Understanding what turns regeneration on and off could lead to advances in medical treatments and interventions, including with cancer-related effects. Image source: Wang Lab/Stanford University School of Engineering

This may not be a problem for humans. Our circulatory system may allow signals to travel quickly throughout our body. But planarians don't have a circulatory system to speed up this process.

So Wang and his colleagues began tracking the propagation of ERK waves from one end of the animal to the other. They found that signals traveled more than 100 times faster than before. Instead of propagating along the extra-long body wall muscle cells, ERK waves propagate along the extra-long body wall muscle cells. These cells act as "highways," speeding signals from one end of the body to the other. Not days, but hours.

The signals were fast enough to help with treatment, but they still didn't know if the entire body was involved.

To find out, Fan Yuhang, a graduate student in Wang's lab, chopped off the planarian's head. Typically, a planarian's head will quickly regrow from the remaining body after decapitation. But Fan blocked the ERK signal from traveling to the back half of the organism to test whether ERK waves were responsible for coordinating long-distance healing responses. When ERK signaling is blocked, the head not only heals more slowly: it doesn't regenerate at all.

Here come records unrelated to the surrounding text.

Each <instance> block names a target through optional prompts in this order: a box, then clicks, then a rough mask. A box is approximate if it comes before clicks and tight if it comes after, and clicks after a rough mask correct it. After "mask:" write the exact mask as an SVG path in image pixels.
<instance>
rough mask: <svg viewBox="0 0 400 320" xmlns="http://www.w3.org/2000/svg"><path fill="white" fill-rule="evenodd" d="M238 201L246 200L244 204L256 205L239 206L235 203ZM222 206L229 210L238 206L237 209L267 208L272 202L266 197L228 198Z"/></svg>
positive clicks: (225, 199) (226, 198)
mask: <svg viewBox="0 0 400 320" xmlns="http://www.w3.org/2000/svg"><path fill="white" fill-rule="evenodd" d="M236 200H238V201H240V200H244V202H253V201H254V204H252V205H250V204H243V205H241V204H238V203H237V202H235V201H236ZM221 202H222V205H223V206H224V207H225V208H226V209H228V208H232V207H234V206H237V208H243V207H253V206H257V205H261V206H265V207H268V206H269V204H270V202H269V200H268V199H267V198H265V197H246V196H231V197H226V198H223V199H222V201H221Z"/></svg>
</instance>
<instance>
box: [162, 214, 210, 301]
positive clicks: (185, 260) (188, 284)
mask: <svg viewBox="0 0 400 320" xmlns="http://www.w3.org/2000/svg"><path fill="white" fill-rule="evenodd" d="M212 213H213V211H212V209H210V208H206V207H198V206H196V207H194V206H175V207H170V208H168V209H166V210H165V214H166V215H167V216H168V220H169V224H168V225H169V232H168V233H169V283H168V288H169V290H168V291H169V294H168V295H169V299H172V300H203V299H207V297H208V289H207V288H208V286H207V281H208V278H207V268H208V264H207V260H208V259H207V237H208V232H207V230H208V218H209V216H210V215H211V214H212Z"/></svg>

Next, Fan wondered if it was possible to "rescue" the regeneration process and tested this by removing the planarian's tail, which would alert the tail tissue to damage. The tail grew back and surprisingly, the head grew back too.

"What's really interesting is that we can adjust the time delay between amputations," Wang said. If you cut off the planarian's tail within a few hours of the initial injury, you can restart the blocked healing process. But if you wait too long, neither will regenerate.

"What this means is that there is a system in the organism that votes to say, 'OK, now we should grow something,' and everyone has to agree," Wang said. Even the most distant cells have voting rights.

Many animals—such as planarians, starfish, and salamanders—exhibit healing and regenerative abilities that far exceed those of humans. Understanding why we lack this ability could lead to advances in medical treatments and interventions, including with cancer-related effects.

"None of us want the tissue to be in a constant state of injury. This could lead to cancer," Wang explains. His research shows that even in these worms, which have amazing regenerative abilities, most of the time, the regeneration is "off" until the entire body agrees it's time to "turn on."

Furthermore, when Wang and his colleagues tracked the ERK waves spreading through the planarians, they noticed hundreds of genes being turned on and off. Although humans and planarians are very distantly related, we share many of the same genes.

"This gives us an entry point into tracking these genes, which allows us to figure out how animals regenerate while controlling the risk of uncontrolled cancer growth."